PlatteForum is in northwest Denver, blocks from several of the city's homeless shelters.
Brooklyn artist and writer Sarah Gerard is the art organization's artist-in-residence. She worked with teen artists from the Mi Casa after-school program at North High School to create PlatteForum's current exhibition, "Dear Mayor Hancock, What Are You Going to Do," which runs through Friday.
Gerard writes about homelessness often and says she was once homeless herself. She says she did not intend to use her artistic residency to focus on the issue, but it confronted her shortly after she arrived in Denver in early November.
"Just a couple of weeks after I got here, I think like a week-and-a-half or two weeks after I got here, the city began conducting these more frequent sweeps," Gerard says.
The sweeps were part of the city's controversial urban camping ban. City crews have cleared out homeless camps throughout Denver since March.
"We really believe as a city that people are better served when they are indoors,” Denver Human Services spokeswoman Julie Smith told CPR News last month. “We have an unsafe and unsanitary situation where people are sleeping on the sidewalk, they are eating on the sidewalk, in some cases, we are seeing human waste.”
- Nov. 15: Once Again, Denver's Homeless Are Cleared From 'The Last Block In Town'
- Oct. 12: Denver's Homeless In Court Call Sweeps A Constitutional Violation
North High School freshman Esther Cornish, one of the teen artists, says working on this exhibition made her want to get more involved in the homelessness issue.
"I definitely want to help more," Cornish says. "I thought that homelessness was a thing and there were people [who are homeless], but I didn't realize that a lot of camps were being broken apart. And that this is just where people live. This is their home."
Earlier this month, as Denver overnight temperatures dropped, the mayor announced an amendment to the urban camping ban. He said police would no longer seize tents and blankets that belong to people who are homeless during cold weather.
“As a city, we have a responsibility and moral obligation to protect the lives of our residents,” Hancock said in a statement. “Every step we take is intended to connect people with safe and warm places and critical supportive services. We never intended to take the belongings that people need to keep warm."
'Artifacts from the streets'
In the middle of the gallery stands an art installation that Gerard describes as a "sculpture consisting of former encampment materials."
Gerard says she and Rebecca Vaughan, PlatteForum's artistic and programming director, drove around the city collecting items like sleeping bags, tents, cardboard, tarps and police tape.

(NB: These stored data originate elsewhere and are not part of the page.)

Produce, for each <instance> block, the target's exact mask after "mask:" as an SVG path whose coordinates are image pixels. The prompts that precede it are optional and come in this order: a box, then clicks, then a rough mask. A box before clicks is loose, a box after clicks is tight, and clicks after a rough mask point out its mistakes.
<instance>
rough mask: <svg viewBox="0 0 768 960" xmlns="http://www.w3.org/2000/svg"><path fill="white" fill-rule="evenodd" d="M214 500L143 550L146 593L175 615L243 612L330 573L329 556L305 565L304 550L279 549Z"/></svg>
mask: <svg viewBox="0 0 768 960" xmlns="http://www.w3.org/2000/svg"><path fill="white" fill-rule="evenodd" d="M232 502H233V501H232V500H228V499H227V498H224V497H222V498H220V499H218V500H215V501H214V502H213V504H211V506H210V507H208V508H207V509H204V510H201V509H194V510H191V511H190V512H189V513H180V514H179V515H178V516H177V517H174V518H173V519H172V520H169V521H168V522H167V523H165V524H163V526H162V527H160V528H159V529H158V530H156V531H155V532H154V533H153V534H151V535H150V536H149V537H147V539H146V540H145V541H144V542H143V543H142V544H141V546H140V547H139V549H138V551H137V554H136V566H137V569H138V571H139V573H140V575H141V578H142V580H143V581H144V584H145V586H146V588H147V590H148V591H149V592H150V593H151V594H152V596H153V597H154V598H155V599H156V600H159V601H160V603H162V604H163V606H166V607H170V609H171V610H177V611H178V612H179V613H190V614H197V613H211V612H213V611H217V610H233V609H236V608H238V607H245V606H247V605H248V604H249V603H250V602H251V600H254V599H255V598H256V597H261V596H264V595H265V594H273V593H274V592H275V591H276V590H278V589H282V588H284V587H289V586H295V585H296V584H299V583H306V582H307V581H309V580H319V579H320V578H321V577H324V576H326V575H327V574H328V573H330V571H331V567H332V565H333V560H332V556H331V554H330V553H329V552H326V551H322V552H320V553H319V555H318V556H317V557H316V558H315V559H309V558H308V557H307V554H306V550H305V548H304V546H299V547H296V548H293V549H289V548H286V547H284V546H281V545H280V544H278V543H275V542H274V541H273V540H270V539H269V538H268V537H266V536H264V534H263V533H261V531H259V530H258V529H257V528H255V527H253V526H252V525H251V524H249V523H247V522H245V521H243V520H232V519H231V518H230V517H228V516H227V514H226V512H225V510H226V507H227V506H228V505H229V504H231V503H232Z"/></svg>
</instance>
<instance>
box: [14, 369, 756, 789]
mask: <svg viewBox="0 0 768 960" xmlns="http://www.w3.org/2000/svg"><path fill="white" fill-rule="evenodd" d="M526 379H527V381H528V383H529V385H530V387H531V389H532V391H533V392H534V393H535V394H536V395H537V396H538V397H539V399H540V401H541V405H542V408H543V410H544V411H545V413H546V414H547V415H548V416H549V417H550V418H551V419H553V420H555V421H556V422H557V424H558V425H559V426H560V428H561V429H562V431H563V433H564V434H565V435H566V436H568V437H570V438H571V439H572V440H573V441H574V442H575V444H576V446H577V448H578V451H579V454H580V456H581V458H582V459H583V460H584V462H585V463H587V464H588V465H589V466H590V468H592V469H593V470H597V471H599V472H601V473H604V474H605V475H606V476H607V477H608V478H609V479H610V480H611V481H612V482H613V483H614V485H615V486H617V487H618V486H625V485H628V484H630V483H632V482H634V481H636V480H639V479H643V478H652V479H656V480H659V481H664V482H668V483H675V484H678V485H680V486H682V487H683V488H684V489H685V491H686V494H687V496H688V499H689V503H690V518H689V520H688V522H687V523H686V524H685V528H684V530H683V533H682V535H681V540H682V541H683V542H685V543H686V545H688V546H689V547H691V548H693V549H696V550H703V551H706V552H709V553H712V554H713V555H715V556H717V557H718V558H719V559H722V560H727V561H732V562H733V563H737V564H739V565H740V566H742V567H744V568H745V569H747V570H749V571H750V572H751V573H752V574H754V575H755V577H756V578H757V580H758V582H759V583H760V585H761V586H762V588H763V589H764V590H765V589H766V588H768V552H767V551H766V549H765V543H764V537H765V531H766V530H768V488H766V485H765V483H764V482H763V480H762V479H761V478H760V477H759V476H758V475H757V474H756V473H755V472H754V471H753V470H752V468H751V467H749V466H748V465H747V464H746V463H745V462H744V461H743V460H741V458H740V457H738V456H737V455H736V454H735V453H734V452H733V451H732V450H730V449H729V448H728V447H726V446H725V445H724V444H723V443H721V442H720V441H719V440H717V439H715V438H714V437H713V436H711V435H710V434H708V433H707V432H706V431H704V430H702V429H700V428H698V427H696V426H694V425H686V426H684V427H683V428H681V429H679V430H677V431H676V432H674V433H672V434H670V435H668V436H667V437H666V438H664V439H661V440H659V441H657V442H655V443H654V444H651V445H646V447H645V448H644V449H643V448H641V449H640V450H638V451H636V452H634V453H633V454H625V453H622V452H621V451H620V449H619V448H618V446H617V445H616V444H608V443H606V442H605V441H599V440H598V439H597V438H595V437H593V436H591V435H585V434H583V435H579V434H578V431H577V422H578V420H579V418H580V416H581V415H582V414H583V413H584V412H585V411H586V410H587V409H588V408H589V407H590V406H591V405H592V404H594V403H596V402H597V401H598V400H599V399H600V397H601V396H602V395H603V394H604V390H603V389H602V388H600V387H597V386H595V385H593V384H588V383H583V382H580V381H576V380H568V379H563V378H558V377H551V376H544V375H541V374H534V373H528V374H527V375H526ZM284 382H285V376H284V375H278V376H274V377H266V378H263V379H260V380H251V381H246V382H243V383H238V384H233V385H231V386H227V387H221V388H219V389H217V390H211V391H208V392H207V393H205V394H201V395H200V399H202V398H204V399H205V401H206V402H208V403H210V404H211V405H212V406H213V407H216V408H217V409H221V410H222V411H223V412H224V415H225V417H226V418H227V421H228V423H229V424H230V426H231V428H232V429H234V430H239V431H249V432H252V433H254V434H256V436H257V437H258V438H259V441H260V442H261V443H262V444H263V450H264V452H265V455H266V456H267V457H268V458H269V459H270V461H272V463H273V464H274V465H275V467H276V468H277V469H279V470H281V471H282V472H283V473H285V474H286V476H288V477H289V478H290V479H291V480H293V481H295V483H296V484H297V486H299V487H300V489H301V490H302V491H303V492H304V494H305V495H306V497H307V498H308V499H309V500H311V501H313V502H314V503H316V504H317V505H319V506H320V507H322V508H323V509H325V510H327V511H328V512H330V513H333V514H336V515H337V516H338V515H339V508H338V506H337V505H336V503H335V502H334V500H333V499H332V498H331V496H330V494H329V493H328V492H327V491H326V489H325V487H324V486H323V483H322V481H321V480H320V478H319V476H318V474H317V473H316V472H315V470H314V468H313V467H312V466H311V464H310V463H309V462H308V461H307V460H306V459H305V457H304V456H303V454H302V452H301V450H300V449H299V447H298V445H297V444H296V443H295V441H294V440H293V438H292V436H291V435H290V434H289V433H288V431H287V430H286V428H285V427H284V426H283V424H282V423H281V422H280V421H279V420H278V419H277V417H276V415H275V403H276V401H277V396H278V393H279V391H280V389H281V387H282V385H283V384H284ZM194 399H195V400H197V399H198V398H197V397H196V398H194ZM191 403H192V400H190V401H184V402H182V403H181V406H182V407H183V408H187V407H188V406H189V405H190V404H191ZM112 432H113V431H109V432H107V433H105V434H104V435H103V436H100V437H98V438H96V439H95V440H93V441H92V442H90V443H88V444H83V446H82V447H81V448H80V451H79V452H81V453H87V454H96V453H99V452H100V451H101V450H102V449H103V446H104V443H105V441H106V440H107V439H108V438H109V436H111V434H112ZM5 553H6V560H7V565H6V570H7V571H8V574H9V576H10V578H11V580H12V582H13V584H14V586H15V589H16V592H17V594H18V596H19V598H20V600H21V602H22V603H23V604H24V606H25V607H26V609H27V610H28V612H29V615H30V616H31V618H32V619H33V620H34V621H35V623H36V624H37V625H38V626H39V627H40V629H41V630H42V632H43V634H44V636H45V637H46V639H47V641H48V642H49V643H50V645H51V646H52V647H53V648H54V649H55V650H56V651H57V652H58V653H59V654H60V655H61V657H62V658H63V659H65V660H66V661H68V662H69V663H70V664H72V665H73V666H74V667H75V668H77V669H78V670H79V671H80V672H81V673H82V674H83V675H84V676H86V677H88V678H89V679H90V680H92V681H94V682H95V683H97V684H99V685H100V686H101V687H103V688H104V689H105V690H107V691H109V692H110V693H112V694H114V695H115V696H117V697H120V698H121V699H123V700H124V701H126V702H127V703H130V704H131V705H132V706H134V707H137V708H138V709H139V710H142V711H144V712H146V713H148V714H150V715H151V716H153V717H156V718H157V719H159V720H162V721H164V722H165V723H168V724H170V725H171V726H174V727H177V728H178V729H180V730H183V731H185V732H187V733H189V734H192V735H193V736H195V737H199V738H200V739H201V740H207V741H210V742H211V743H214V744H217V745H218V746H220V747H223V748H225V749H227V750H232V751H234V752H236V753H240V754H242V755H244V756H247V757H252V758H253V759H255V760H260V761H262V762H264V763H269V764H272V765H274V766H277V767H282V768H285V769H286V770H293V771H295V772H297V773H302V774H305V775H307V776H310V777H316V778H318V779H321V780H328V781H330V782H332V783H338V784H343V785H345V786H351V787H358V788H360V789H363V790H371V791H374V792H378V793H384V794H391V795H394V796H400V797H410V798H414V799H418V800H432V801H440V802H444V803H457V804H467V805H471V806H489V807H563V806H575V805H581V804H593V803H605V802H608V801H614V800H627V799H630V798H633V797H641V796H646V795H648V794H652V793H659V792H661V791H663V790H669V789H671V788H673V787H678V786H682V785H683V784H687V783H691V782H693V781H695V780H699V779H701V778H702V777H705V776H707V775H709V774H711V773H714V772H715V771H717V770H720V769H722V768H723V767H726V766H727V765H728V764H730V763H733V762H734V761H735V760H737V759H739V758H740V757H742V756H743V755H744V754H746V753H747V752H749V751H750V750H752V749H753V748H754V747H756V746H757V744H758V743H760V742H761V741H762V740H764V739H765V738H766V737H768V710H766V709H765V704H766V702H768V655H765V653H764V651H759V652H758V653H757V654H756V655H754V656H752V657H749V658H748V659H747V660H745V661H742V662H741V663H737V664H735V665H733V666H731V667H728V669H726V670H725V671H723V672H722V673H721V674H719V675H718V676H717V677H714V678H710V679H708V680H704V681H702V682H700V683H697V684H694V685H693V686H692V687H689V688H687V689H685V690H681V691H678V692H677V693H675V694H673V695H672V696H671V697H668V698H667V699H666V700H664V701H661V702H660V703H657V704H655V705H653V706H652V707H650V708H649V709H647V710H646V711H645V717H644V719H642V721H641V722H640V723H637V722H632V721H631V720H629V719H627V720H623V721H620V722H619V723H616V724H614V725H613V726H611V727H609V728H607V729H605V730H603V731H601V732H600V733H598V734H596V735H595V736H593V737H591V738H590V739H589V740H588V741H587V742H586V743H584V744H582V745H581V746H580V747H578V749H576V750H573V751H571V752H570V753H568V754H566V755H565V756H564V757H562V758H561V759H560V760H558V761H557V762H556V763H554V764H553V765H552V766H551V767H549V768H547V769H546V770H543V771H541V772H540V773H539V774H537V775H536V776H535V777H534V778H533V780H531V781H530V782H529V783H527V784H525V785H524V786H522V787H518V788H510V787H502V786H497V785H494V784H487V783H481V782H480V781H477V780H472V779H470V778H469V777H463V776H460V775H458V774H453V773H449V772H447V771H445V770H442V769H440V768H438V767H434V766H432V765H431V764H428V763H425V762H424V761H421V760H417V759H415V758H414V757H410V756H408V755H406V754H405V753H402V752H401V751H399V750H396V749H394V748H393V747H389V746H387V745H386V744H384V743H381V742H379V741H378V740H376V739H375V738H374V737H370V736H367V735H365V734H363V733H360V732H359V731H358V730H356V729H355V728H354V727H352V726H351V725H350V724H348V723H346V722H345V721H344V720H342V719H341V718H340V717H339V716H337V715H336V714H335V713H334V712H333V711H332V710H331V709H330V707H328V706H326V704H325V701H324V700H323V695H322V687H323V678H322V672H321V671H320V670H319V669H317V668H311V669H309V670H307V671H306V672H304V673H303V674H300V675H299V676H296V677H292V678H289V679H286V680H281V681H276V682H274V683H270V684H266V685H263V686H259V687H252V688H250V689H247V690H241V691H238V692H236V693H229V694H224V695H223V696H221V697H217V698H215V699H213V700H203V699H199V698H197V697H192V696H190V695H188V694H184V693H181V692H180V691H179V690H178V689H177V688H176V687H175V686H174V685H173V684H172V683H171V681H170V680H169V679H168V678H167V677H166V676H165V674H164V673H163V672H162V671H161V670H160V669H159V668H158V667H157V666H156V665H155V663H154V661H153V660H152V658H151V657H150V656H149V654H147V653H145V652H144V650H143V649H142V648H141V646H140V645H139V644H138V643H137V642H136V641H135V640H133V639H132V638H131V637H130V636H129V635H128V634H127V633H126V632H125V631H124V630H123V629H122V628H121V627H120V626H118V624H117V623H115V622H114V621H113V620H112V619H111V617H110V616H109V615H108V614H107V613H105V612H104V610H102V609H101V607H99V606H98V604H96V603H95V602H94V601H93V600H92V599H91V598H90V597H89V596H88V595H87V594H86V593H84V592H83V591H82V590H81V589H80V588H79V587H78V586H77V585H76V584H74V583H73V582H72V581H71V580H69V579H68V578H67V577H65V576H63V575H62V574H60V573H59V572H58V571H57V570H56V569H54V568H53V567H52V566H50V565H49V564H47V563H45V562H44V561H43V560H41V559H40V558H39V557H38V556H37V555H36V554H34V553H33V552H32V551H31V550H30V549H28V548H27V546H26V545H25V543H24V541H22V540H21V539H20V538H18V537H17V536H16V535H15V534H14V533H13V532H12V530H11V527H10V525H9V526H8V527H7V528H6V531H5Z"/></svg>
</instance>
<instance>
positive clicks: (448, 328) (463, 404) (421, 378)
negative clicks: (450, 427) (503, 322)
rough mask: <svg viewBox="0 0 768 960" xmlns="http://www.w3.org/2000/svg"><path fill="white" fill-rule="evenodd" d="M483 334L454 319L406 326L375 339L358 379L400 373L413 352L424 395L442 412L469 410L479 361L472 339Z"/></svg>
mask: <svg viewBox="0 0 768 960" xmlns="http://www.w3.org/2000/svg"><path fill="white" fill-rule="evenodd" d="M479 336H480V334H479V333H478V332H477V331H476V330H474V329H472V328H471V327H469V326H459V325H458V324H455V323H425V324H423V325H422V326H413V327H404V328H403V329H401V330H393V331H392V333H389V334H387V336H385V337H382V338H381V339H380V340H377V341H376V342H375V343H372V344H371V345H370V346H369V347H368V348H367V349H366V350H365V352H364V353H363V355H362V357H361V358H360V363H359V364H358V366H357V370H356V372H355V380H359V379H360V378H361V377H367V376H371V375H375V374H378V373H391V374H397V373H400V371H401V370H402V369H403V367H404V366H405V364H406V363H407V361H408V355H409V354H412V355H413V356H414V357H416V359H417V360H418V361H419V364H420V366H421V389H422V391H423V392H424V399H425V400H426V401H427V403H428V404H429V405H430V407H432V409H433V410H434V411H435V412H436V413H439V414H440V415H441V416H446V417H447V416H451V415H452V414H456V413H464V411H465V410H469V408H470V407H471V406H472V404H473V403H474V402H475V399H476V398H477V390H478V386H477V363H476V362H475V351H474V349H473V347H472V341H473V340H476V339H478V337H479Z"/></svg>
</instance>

"We had a lot of discussions about how we felt uncomfortable when we were looking around for these materials," Vaughan says. "Not because we were venturing into any sort of unknown territory, but because we worried maybe we were tinkering with someone's existing camp. If we had a feeling that it was an active encampment, we left it alone"
But the sweeps are not the sole focus of the exhibition.
"A lot of what I hoped to showcase in doing this is the complexity of the issue," Gerard says. "There's a lot more to talk about surrounding homelessness than criminalizing laws. And certainly I know the city is doing a lot already to help its un-housed citizens. But the questions remains, what more [is] to be done."
Denver Day Works is one the new programs the city has launched to help its homeless population. The initiative provides same-day work opportunities with city agencies in the hope it can lead to regular or long-term employment. Denver also offers mental and behavioral health services, as well as a number of other programs, to its residents without stable housing.
Portraits of homelessness
The exhibition also features video and audio interviews with people who have experienced homelessness.
Tenth-grade student Xanayia McKinney interviewed a woman who lives on the streets, a woman she already knew. She says that gave her a deeper understanding of the issue.
"It was a new experience," McKinney says. "I knew her, but I didn't know her on that level. And now I do."
Portraits line one gallery wall, each accompanied by a smartphone. The phones contain audio interviews. Patrick Balerio, 58, is one of the people who shared his story for the project.
In his interview, he tells two North High School students about what it's like to live on the streets.
"There's nothing worse," he says on the recording. "Cause I felt estranged from my family. That's one of the symptoms. Estranged from society, family, everything."
Days before the exhibition opened, Mayor Hancock dropped by PlatteForum to meet the young artists.